Enslaved have been not-so-quietly making their presence known in the extreme metal community for a full quarter century, from those early pure black metal demos Nema and Yggdrasil to more experimental, open ended efforts such as RIITIIR and In Times in recent years. Through it all the band have weathered extensive criticism over deviating from their original sound, all the while maintaining an overall sense of goodwill and artistic appreciation within the community. Unlike other genre-bending groups like Opeth, Enslaved have never fully devolved from their original black metal ethos, instead further coloring outside the monochrome palette of the genre, finding new avenues of exploration in the expansive plains of other progressive musical genres. Enslaved in the 21st century are much more at home tastefully filling empty spaces with shades and chiaroscuro than filling their entire canvas with assaulting swathes of pure audio savagery.
E is no real left turn for those already familiar with the last decade or so of the band's worth, but one welcome change here is a return to the straightforward, accessible – if no less epic and aspirational – sounds of RIITIIR, one of the band's finest ever albums. New band member Håkon Vinje makes his presence felt immediately with dreamy, psychedelic synth patterns and haunting backing vocals that contrast nicely with Grutle Kjellson's patented croak (see the opening section of "Feathers of Eolh", for instance). While songs tend to average out around the eight minute mark, each is chock full of clean, intricate riffing – we're talking real hooks here – and intelligently plotted lyrical themes of mankind's intertwined relationships among one another. The lyrics are backed up by a consistent musical focus that definitely makes E seem of a piece, both reaching artistically yet also firmly grounded at the same time.
Highlights abound here, from the acid-tinged "Axis of the Worlds" to the creeping doom of "Hiindsiight", which features an avant-garde sax solo (increasingly common in extreme metal, as is the flute accompaniment on "Feathers of Eolh"). "Storm Son" gets things off to a winding start, taking its time building up and establishing the album's central theme, which is again one of how man interacts with and feels drawn to both his fellow man and other elements of his environment.

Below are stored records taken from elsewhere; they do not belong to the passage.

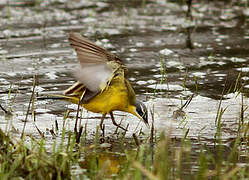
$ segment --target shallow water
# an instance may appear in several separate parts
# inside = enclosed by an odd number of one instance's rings
[[[61,93],[74,82],[72,71],[77,60],[67,40],[70,31],[82,32],[124,61],[137,97],[154,109],[158,132],[170,130],[172,137],[182,137],[189,129],[189,138],[212,143],[222,98],[221,107],[227,107],[222,137],[229,140],[236,136],[242,94],[248,121],[248,7],[203,1],[193,4],[190,20],[186,5],[181,3],[70,2],[0,3],[0,104],[14,114],[6,117],[0,111],[1,128],[20,135],[34,75],[38,78],[37,97]],[[179,111],[192,94],[188,107]],[[29,115],[25,132],[39,137],[36,124],[53,141],[49,129],[55,127],[55,120],[62,128],[67,109],[72,112],[66,126],[73,129],[77,105],[35,101],[35,122]],[[115,115],[117,121],[123,119],[124,127],[129,124],[127,138],[141,128],[150,133],[135,117],[120,112]],[[89,138],[94,137],[99,119],[99,114],[83,111],[82,125],[87,123]],[[107,118],[106,134],[115,129]]]

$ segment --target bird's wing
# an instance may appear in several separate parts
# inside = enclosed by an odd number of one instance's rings
[[[79,33],[70,33],[69,41],[81,65],[75,71],[75,76],[90,91],[102,91],[117,68],[124,69],[123,63],[114,54],[87,40]]]

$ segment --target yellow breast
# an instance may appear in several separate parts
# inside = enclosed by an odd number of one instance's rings
[[[129,97],[124,77],[117,76],[105,90],[82,106],[88,111],[102,114],[114,110],[129,112]]]

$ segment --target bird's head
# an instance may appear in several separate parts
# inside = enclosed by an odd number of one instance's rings
[[[135,102],[135,113],[133,113],[139,119],[141,119],[147,126],[148,123],[148,110],[143,102],[136,100]]]

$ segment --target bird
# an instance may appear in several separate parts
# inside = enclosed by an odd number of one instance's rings
[[[81,36],[69,33],[70,46],[76,51],[80,66],[74,71],[77,80],[59,99],[79,104],[87,111],[102,114],[100,128],[107,114],[112,123],[123,129],[114,119],[114,111],[133,114],[148,126],[148,111],[138,100],[128,78],[123,61],[113,53]]]

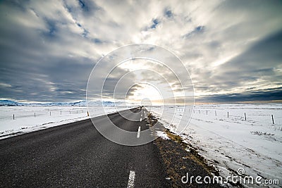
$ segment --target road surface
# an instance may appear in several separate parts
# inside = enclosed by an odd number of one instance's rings
[[[140,118],[141,109],[131,111],[132,118]],[[148,128],[145,120],[128,120],[118,113],[108,116],[120,128],[136,132],[136,137],[142,137],[138,130]],[[114,143],[90,119],[0,140],[1,187],[133,186],[167,187],[157,146]]]

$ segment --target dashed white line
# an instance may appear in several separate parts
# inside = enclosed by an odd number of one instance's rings
[[[130,173],[129,173],[128,188],[133,188],[134,187],[134,178],[135,177],[135,173],[133,170],[130,170]]]
[[[137,138],[139,138],[140,137],[140,130],[141,130],[141,127],[139,126],[138,132],[137,133]]]

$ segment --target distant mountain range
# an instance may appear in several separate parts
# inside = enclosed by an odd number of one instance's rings
[[[111,101],[81,101],[78,102],[56,102],[56,103],[20,103],[17,101],[13,101],[10,100],[0,100],[0,106],[124,106],[125,104],[123,102],[111,102]]]

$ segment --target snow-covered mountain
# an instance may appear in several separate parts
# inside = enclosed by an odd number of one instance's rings
[[[20,103],[10,100],[0,100],[0,106],[123,106],[125,105],[122,102],[112,102],[112,101],[81,101],[78,102],[55,102],[55,103]]]

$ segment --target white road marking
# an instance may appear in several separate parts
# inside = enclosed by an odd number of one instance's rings
[[[130,170],[130,173],[129,173],[128,188],[132,188],[134,187],[134,178],[135,177],[135,172]]]
[[[139,138],[140,137],[140,130],[141,130],[141,127],[139,126],[138,132],[137,133],[137,138]]]

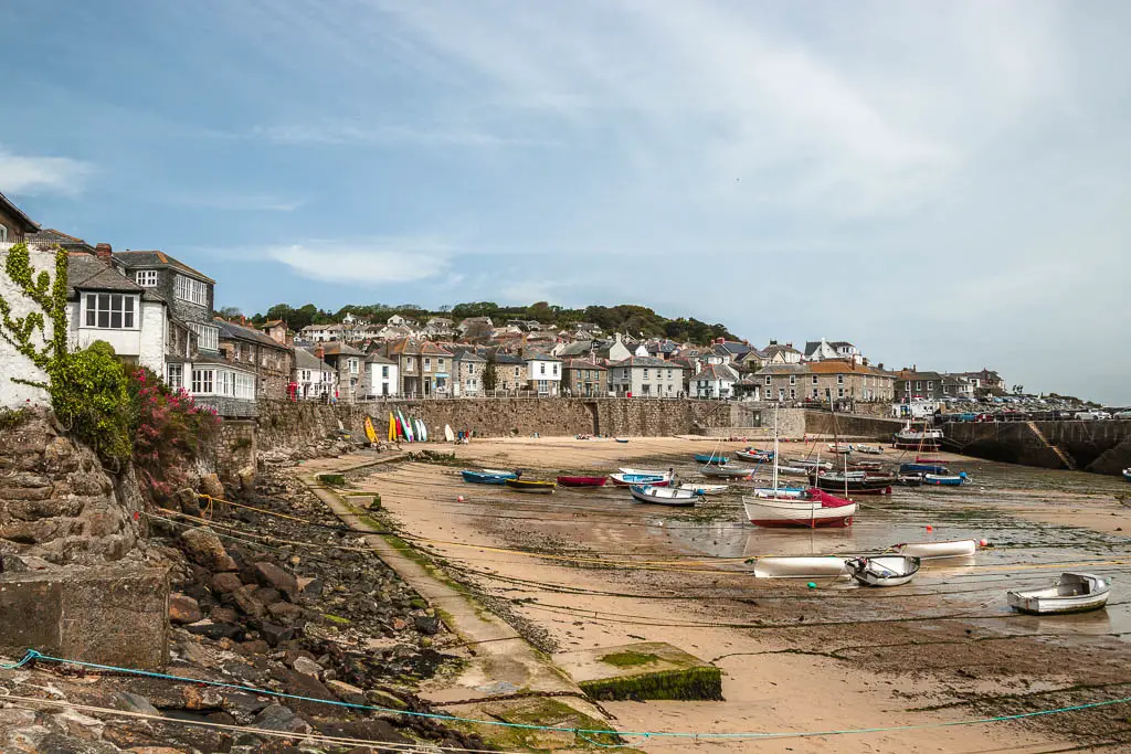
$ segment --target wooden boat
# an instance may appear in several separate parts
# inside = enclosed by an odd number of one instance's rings
[[[901,587],[918,573],[920,558],[914,555],[877,555],[845,561],[853,579],[867,587]]]
[[[691,482],[684,482],[676,489],[690,489],[697,495],[717,495],[722,492],[726,492],[729,487],[725,484],[693,484]]]
[[[654,474],[610,474],[608,478],[618,487],[631,487],[634,484],[647,484],[653,487],[666,487],[671,479]]]
[[[943,485],[948,487],[959,487],[967,482],[966,471],[960,471],[957,475],[943,476],[940,474],[924,474],[923,484],[926,485]]]
[[[810,488],[804,497],[743,497],[746,519],[760,527],[844,528],[852,526],[856,503]]]
[[[513,479],[513,471],[499,471],[498,469],[483,469],[481,471],[472,471],[470,469],[464,469],[459,473],[464,477],[464,482],[469,482],[470,484],[507,484],[507,479]]]
[[[1009,606],[1029,615],[1063,615],[1098,610],[1107,604],[1112,584],[1091,573],[1062,573],[1047,589],[1008,591]]]
[[[632,500],[638,503],[651,503],[655,505],[673,505],[688,508],[696,504],[699,495],[690,489],[672,489],[670,487],[649,487],[647,485],[632,485],[630,487]]]
[[[719,477],[723,479],[739,479],[741,477],[748,477],[754,473],[749,466],[715,466],[714,463],[708,463],[707,466],[699,469],[699,473],[707,477]]]
[[[844,558],[836,555],[770,556],[754,561],[756,579],[822,579],[844,572]]]
[[[978,543],[974,539],[956,539],[952,541],[905,541],[891,549],[900,555],[914,555],[924,561],[936,557],[967,557],[978,552]]]
[[[900,463],[900,474],[950,474],[950,469],[939,463]]]
[[[558,477],[562,487],[604,487],[608,477]]]
[[[542,482],[539,479],[507,479],[506,484],[511,489],[517,489],[518,492],[533,492],[541,493],[543,495],[549,495],[554,491],[553,482]]]

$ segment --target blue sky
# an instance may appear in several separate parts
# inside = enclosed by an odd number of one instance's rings
[[[642,303],[1131,402],[1126,3],[3,5],[0,191],[222,304]]]

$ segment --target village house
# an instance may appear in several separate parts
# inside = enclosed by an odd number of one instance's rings
[[[556,396],[561,391],[561,359],[537,352],[527,353],[525,358],[528,389],[539,397]]]
[[[608,365],[608,389],[625,398],[676,398],[683,367],[650,356],[629,356]]]
[[[294,349],[295,397],[328,401],[337,393],[338,371],[305,348]]]
[[[396,361],[379,353],[365,357],[365,398],[389,398],[399,389]]]
[[[562,390],[573,398],[604,398],[608,395],[608,370],[584,358],[566,359]]]
[[[219,350],[231,364],[250,369],[259,380],[257,397],[285,400],[294,378],[294,349],[266,332],[222,319]]]
[[[708,364],[688,383],[692,398],[733,398],[739,375],[726,364]]]

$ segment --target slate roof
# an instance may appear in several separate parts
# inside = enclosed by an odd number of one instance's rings
[[[152,251],[115,251],[114,260],[121,262],[127,269],[153,269],[153,268],[169,268],[174,269],[178,272],[183,272],[190,277],[195,277],[198,280],[204,280],[205,283],[210,283],[216,285],[216,280],[205,275],[199,270],[195,270],[179,259],[174,259],[163,251],[152,250]]]

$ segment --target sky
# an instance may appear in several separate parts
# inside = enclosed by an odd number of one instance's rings
[[[5,0],[0,191],[218,305],[638,303],[1131,404],[1131,5]]]

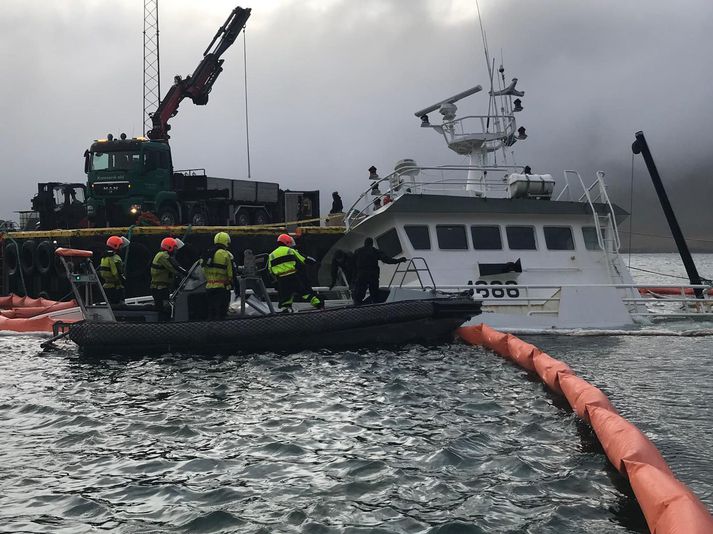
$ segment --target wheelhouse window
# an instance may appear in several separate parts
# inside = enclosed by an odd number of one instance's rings
[[[510,250],[537,250],[533,226],[507,226],[505,233]]]
[[[583,226],[582,237],[587,250],[601,250],[599,239],[597,239],[597,229],[594,226]],[[605,229],[602,228],[602,238],[606,239]]]
[[[441,250],[467,250],[465,226],[461,224],[439,224],[436,226],[438,248]]]
[[[401,248],[401,240],[399,234],[396,233],[396,228],[384,232],[376,238],[376,245],[387,256],[397,256],[403,252]]]
[[[574,250],[574,238],[569,226],[545,226],[543,230],[549,250]]]
[[[470,227],[470,235],[473,238],[475,250],[501,250],[503,248],[499,226],[474,225]]]
[[[426,225],[404,226],[406,236],[411,241],[414,250],[431,250],[431,235]]]

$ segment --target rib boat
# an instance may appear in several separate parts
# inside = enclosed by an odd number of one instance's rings
[[[239,279],[240,313],[220,321],[193,320],[191,306],[204,293],[205,280],[196,263],[171,295],[170,320],[160,320],[152,305],[110,306],[91,262],[92,252],[57,249],[71,281],[84,321],[60,325],[89,356],[166,352],[187,354],[241,351],[294,351],[384,347],[436,343],[452,338],[464,322],[480,313],[469,295],[442,295],[434,290],[399,290],[384,303],[338,306],[323,310],[275,312],[261,300],[262,279],[255,272]],[[257,288],[247,296],[249,288]],[[252,311],[252,314],[249,313]]]

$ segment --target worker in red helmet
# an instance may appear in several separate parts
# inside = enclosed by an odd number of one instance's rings
[[[208,320],[225,319],[230,308],[230,290],[233,287],[233,254],[230,252],[230,235],[218,232],[213,236],[213,247],[204,258],[203,274],[208,300]]]
[[[113,235],[106,240],[106,251],[99,262],[99,276],[109,304],[119,304],[124,300],[124,262],[119,250],[129,244],[125,237]]]
[[[175,286],[176,276],[186,276],[186,270],[175,258],[183,241],[175,237],[166,237],[161,241],[161,250],[156,253],[151,262],[151,296],[154,306],[162,319],[170,316],[165,306],[168,297]]]
[[[309,302],[315,308],[323,308],[324,302],[309,286],[303,273],[308,258],[295,250],[295,240],[290,235],[280,234],[277,244],[278,247],[268,257],[267,269],[277,282],[280,308],[290,311],[295,299]],[[309,260],[314,261],[312,258]]]

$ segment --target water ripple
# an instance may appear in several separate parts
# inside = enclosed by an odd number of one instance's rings
[[[710,371],[607,339],[538,343],[603,387],[710,504],[711,446],[691,442],[710,430],[697,407],[711,386],[686,396],[651,369],[627,376],[660,365],[698,387]],[[2,531],[646,531],[591,430],[478,348],[97,363],[36,344],[0,338],[13,354],[0,360]]]

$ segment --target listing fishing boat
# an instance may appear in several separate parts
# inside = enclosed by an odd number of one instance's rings
[[[338,251],[353,252],[370,237],[392,257],[424,258],[439,288],[473,289],[483,306],[478,322],[501,330],[620,329],[659,317],[712,317],[705,291],[710,282],[697,274],[677,288],[683,311],[646,306],[651,299],[640,294],[619,254],[619,225],[628,214],[611,202],[604,172],[587,183],[579,172],[565,170],[555,195],[551,174],[516,163],[513,148],[528,138],[515,119],[525,93],[517,78],[506,82],[502,66],[493,72],[494,60],[488,66],[487,114],[457,117],[456,102],[483,91],[481,85],[415,113],[421,127],[468,163],[402,159],[383,178],[370,169],[371,183],[347,210],[346,233],[323,259],[322,277]],[[432,124],[434,112],[441,124]],[[643,134],[637,134],[635,153],[642,146]],[[406,287],[417,285],[418,277],[407,271],[384,266],[380,284],[400,277]],[[684,302],[692,299],[694,305]]]
[[[384,303],[277,313],[253,268],[239,277],[240,310],[221,321],[195,320],[204,296],[197,262],[171,295],[170,320],[150,304],[110,306],[91,262],[92,252],[57,249],[84,321],[58,327],[44,343],[68,337],[85,355],[165,352],[235,353],[435,343],[480,312],[470,295],[443,295],[433,288],[395,291]]]

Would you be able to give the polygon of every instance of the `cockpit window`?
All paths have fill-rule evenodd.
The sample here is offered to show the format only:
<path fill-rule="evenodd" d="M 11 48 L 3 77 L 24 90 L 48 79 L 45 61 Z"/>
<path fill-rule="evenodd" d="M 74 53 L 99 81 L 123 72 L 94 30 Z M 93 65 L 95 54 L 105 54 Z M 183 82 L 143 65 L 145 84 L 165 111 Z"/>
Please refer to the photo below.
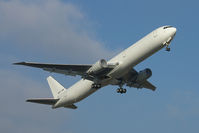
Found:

In press interviews leading up to E's release, guitarist Ivar Bjørnson revealed that the band made a conscious decision to veer away from the themes of individuality that have characterized the band's last several releases, instead focusing on the connections each individual must make for themselves to prosper.
That's not to say the album isn't cerebral, but there's definitely an earthiness to these six tracks (eight on the deluxe edition) that isn't always present on prior LPs. Enslaved albums pretty much always work as a complementary unit of songs, but the half dozen tracks on E have an intraconnectedness that strives beyond the usual thematic cohesiveness of most of the band's material. That said, these tracks all work just fine as individual statements on their own. Any given one of these tracks could be isolated and sandwiched into a setlist paired up against nearly anything in the band's catalog, which makes E more a summary of Enslaved's career to date as it is a bold step in a new direction. It's also hands down one of the group's more laudable achievements in a career chock full of them.